Rollman BL et al. 2002 "A randomized trial using computerized decision support to improve treatment of major depression in primary care."

Reference
Rollman BL, Hanusa BH, Lowe HJ, et al. A randomized trial using computerized decision support to improve treatment of major depression in primary care. J Gen Intern Med 2002;17(7):493-503.
Abstract
"OBJECTIVE: To examine whether feedback and treatment advice for depression presented to primary care physicians (PCPs) via an electronic medical record (EMR) system can potentially improve clinical outcomes and care processes for patients with major depression. DESIGN: Randomized controlled trial. SETTING: Academically affiliated primary care practice in Pittsburgh, PA. PATIENTS: Two hundred primary care patients with major depression on the Primary Care Evaluation of Mental Disorders (PRIME-MD) and who met all protocol-eligibility criteria. INTERVENTION: PCPs were randomly assigned to 1 of 3 levels of exposure to EMR feedback of guideline-based treatment advice for depression: "active care" (AC), "passive care" (PC), or "usual care" (UC). MEASUREMENTS AND MAIN RESULTS: Patients' 3- and 6-month Hamilton Rating Scale for Depression (HRS-D) score and chart review of PCP reports of depression care in the 6 months following the depression diagnosis. Only 22% of patients recovered from their depressive episode at 6 months (HRS-D less than or equal to7). Patients' mean HRS-D score decreased regardless of their PCPs' guideline-exposure condition (20.4 to 14.2 from baseline to 6-month follow-up; P < .001). However, neither continuous (HRS-D less than or equal to7: 22% AC, 23% PC, 22% UC; P = .8) nor categorical measures of recovery (P = .2) differed by EMR exposure condition upon follow-up. Care processes for depression were also similar by PCP assignment despite exposure to repeated reminders of the depression diagnosis and treatment advice (e.g., depression mentioned in greater than or equal to 3 contacts with usual PCP at 6 months: 31% AC, 31% PC, 18% UC; P = .09 and antidepressant medication suggested/prescribed or baseline regimen modified at 6 months: 59% AC, 57% PC, 52% UC; P = .3). CONCLUSIONS; Screening for major depression, electronically informing PCPs of the diagnosis, and then exposing them to evidence-based treatment recommendations for depression via EMR has little differential impact on patients' 3- or 6-month clinical outcomes or on process measures consistent with high-quality depression care."
Objective

"To examine whether feedback and treatment advice for depression presented to primary care physicians (PCPs) via an electronic medical record (EMR) system can potentially improve clinical outcomes and care processes for patients with major depression."

Type Clinic
Primary care
Type Specific
Internal medicine
Size
Small and/or medium
Geography
Urban
Other Information
The research site was a "large academically affiliated primary care practice in Pittsburgh, PA."
Type of Health IT
Electronic medical records (EMR)
Decision support system
Type of Health IT Functions
As part of routine practice, patients were screened for mental disorders by a self-administered questionnaire. When the system indicated that a patient had a mood disorder and met the other criteria of the study (and the patient passed further screening), "an interactive e-mail alert ... generated through [the] EMR system" was sent to primary care providers (PCP). If the PCP agreed with the diagnosis, the patient was included in the study and the PCP was randomly assigned to give "usual care" (no interventions), "passive care" in which the PCP was reminded to treat the patient's depression at each visit and given the opportunity to access a website describing guidelines for care, and "active care" in which the PCP was exposed to ... patient-specific advisory messages" based on guidelines and information previously entered by the provider about the treatment given.
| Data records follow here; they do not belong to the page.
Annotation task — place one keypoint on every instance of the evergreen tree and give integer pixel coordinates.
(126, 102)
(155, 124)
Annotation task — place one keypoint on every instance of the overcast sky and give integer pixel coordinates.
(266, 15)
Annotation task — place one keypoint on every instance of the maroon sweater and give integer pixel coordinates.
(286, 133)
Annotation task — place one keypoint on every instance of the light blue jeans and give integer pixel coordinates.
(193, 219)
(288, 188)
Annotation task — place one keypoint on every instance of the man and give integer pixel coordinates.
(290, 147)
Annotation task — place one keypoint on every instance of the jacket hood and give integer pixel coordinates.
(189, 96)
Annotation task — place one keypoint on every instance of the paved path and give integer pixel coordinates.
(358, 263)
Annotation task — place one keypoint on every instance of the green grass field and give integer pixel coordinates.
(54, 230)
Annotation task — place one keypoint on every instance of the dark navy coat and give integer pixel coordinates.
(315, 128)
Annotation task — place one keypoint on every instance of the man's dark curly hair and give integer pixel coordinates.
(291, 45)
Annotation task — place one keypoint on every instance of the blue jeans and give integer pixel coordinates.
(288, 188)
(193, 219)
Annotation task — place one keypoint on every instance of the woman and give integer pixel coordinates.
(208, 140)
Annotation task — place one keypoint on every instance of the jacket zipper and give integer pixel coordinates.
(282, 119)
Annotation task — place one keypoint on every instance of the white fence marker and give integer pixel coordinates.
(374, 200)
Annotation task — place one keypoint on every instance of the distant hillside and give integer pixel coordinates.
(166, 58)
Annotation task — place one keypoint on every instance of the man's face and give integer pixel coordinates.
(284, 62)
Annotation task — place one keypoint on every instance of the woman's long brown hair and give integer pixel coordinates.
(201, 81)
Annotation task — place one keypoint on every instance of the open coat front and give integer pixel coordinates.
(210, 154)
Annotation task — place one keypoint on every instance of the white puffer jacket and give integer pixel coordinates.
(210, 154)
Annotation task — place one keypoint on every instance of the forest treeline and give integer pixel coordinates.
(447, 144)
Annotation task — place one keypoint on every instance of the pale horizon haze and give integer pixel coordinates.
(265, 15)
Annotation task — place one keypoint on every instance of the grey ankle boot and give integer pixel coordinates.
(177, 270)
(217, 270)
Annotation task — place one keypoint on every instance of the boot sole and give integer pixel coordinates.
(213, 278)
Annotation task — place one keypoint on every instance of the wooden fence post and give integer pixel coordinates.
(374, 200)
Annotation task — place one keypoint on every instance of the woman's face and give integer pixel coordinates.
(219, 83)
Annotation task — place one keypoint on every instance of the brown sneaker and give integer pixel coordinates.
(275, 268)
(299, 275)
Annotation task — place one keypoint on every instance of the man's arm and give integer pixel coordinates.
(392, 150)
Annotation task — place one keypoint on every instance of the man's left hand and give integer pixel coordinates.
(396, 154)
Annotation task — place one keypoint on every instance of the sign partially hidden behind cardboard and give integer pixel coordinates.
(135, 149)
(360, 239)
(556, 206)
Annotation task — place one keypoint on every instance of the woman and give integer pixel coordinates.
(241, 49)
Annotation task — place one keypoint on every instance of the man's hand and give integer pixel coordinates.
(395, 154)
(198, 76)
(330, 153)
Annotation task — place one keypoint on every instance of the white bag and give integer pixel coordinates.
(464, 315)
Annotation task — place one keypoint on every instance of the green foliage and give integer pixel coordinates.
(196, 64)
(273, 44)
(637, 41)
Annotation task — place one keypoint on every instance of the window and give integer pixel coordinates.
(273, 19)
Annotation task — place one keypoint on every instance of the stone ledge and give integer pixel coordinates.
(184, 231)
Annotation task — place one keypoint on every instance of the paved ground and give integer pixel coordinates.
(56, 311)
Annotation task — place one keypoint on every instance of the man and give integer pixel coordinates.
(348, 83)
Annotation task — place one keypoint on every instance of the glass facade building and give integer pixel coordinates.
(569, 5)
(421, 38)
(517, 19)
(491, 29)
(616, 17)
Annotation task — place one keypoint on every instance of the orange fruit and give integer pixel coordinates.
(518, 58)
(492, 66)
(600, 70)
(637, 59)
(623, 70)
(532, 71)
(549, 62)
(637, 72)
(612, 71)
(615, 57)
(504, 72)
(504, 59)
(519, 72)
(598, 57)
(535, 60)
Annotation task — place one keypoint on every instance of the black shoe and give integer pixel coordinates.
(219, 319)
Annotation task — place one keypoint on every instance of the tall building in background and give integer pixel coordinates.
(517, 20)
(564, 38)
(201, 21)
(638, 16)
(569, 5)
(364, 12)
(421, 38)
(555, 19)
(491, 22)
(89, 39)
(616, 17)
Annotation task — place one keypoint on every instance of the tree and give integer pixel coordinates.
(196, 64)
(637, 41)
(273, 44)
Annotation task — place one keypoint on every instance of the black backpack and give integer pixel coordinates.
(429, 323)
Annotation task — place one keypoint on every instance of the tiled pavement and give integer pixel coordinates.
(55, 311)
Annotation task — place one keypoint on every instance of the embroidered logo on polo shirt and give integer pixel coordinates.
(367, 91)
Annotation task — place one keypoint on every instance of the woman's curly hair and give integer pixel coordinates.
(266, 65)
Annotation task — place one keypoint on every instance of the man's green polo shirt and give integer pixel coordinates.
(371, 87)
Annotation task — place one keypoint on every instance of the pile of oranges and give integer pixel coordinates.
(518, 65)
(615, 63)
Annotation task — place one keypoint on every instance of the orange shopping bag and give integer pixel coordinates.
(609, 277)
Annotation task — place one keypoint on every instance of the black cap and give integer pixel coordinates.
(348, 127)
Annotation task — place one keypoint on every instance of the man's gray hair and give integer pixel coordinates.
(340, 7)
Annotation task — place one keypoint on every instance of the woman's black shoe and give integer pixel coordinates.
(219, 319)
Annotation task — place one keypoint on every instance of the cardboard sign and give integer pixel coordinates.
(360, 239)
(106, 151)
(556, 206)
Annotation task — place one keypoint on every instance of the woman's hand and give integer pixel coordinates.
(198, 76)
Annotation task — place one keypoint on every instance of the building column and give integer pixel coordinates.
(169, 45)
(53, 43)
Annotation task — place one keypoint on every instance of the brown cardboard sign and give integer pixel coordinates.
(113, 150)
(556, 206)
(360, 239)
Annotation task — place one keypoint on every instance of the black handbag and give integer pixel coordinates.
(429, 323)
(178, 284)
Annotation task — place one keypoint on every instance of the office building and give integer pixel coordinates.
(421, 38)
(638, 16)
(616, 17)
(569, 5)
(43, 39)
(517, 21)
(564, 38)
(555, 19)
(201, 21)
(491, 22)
These PCPs were also encouraged to use the Web site.
Workflow-Related Findings
Patients whose PCPs were in the active care or passive care groups had more office visits and were likely to have more than three contacts with the PCP.
"PCPs respond quickly to electronic feedback of their patient's diagnosis of major depression, and that response rates and agreement with the diagnosis increased with repeated electronic reminders and as PCPs become more comfortable with feedback."
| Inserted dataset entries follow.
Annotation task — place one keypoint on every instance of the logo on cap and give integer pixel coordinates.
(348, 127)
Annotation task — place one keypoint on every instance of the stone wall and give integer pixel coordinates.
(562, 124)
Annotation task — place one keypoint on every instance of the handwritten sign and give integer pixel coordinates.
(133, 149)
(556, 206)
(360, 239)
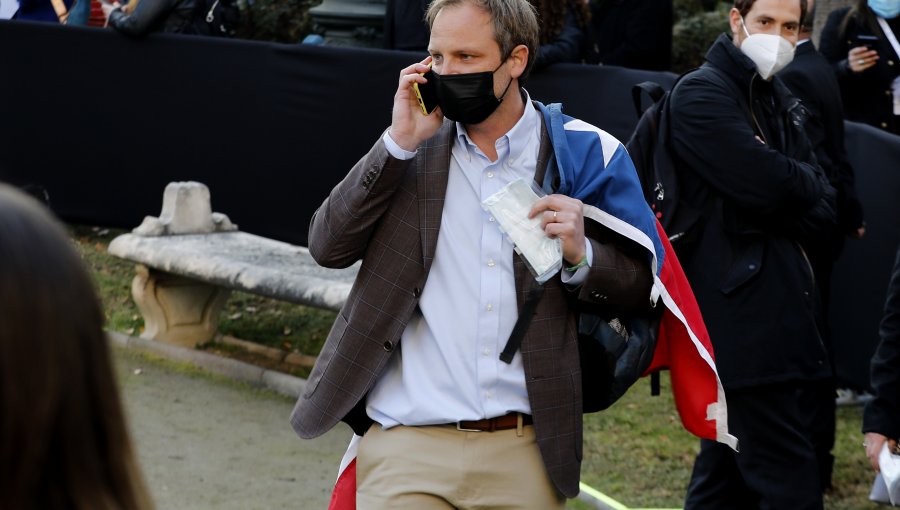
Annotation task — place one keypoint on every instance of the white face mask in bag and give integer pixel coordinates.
(510, 206)
(770, 53)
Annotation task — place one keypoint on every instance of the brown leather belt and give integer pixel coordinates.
(505, 422)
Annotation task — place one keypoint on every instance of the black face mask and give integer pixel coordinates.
(467, 98)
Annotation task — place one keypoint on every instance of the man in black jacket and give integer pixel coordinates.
(811, 78)
(881, 421)
(745, 161)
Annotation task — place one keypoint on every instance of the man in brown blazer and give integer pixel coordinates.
(412, 360)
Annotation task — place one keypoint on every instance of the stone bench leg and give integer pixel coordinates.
(177, 310)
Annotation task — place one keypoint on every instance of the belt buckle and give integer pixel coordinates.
(460, 428)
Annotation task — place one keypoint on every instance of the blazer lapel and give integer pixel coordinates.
(433, 169)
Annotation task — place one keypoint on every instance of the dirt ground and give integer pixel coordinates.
(206, 442)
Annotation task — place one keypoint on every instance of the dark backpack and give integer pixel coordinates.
(616, 353)
(657, 170)
(218, 18)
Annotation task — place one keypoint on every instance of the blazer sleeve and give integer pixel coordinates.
(340, 228)
(620, 279)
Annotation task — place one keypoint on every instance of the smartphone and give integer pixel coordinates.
(869, 41)
(425, 93)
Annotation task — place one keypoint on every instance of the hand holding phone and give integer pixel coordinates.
(425, 92)
(869, 41)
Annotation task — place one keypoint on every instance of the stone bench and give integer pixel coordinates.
(190, 259)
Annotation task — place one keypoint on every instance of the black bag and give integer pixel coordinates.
(658, 172)
(219, 18)
(614, 355)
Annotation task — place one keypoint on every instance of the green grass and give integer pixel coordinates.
(636, 452)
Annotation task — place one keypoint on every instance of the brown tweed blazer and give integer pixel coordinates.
(388, 212)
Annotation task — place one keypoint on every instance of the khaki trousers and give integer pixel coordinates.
(439, 467)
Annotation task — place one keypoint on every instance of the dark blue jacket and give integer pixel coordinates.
(762, 201)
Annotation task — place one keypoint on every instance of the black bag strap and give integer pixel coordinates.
(522, 323)
(652, 89)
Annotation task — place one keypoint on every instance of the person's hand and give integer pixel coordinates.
(409, 125)
(861, 58)
(562, 217)
(873, 444)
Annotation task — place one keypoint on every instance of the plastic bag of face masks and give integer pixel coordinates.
(510, 207)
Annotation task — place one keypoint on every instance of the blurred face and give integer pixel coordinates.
(462, 41)
(774, 17)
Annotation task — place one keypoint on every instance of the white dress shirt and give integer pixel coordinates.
(448, 367)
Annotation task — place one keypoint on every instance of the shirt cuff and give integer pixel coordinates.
(574, 280)
(395, 150)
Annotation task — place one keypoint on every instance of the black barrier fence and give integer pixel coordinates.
(103, 122)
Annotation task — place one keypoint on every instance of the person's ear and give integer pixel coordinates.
(734, 20)
(519, 60)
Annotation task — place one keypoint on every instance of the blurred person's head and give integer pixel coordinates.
(552, 16)
(63, 438)
(767, 31)
(775, 17)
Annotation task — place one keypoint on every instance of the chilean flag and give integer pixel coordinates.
(594, 167)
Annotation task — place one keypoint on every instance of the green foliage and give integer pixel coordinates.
(693, 35)
(112, 278)
(285, 21)
(278, 324)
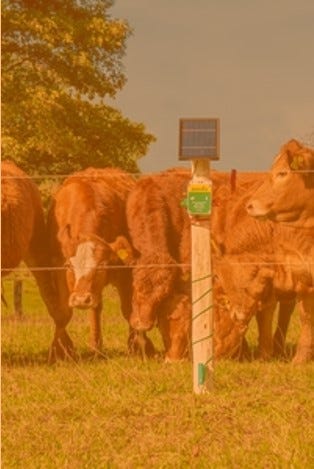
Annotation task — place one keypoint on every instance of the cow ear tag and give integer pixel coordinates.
(297, 162)
(122, 254)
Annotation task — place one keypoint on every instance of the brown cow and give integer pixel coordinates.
(287, 197)
(247, 247)
(160, 232)
(23, 230)
(87, 226)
"The majority of patients were prescribed an antidepressant at both 3- and 6-month followup," but "few PCPs documented discussing depression with their patients 3 or more times, counseling them or advising them to see a mental health specialist for care."
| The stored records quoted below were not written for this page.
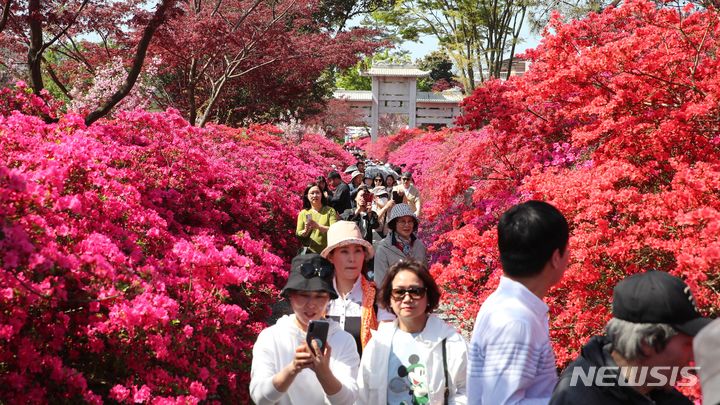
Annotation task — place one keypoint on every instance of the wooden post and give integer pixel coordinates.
(375, 110)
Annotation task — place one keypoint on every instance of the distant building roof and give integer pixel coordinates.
(395, 70)
(353, 95)
(448, 96)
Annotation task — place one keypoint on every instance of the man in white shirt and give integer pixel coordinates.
(410, 192)
(511, 360)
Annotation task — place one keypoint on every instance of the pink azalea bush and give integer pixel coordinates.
(139, 256)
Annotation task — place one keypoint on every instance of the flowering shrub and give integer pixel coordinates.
(21, 98)
(617, 125)
(139, 256)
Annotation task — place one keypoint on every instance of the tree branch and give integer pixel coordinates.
(124, 90)
(5, 15)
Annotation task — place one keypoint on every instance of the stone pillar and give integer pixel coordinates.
(412, 105)
(375, 110)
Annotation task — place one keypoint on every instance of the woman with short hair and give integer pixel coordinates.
(314, 220)
(418, 358)
(400, 243)
(284, 369)
(355, 307)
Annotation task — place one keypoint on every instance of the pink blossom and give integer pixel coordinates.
(142, 395)
(197, 389)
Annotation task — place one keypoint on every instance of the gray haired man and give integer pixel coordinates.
(646, 349)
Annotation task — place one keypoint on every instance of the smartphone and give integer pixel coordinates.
(317, 330)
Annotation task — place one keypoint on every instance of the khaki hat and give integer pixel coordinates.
(343, 233)
(310, 272)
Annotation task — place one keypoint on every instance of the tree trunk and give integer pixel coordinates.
(36, 45)
(5, 15)
(192, 114)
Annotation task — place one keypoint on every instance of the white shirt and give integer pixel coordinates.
(510, 359)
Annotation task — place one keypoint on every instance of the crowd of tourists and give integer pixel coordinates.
(362, 273)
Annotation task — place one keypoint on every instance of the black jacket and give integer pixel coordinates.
(340, 200)
(597, 353)
(366, 222)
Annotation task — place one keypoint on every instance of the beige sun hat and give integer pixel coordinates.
(343, 233)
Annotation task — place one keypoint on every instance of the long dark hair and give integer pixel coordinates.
(306, 201)
(420, 270)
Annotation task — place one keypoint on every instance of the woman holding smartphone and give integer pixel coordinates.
(355, 307)
(285, 370)
(400, 243)
(418, 358)
(314, 220)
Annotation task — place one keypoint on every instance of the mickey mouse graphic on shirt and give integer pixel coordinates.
(417, 375)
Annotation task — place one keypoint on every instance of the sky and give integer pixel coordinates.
(429, 43)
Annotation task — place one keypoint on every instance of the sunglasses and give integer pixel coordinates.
(309, 270)
(416, 293)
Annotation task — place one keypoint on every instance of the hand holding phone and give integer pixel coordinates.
(317, 331)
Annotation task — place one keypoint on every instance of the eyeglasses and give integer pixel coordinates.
(309, 270)
(303, 298)
(416, 293)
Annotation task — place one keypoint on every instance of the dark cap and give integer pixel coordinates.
(657, 297)
(310, 272)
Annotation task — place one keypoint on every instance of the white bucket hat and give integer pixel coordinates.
(343, 233)
(707, 357)
(401, 210)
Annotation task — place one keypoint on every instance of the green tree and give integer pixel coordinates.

"Contemporary EMR systems cannot automatically identify a mental illness, as they can an abnormal laboratory result or drug-drug interaction. Therefore, the need to systematically screen patients for depression either in person, by telephone, or following initiation of treatment is necessary, unless the EMR is programmed to expose physicians to treatment advice following entry of critical information into the system (e.g., physician prescribes antidepressant pharmacotherapy)."
Study Design
Randomized controlled trial (RCT)
Study Participants
Seventeen out of 19 primary care physicians were randomized into one of three EMR system exposure conditions. From a pool of 9,513 patients, 226 patients fit the eligibility criteria and consented to participate. The study's analyses focused "on the 200 patients (95 percent) who completed either our 3- or 6-month telephone assessment."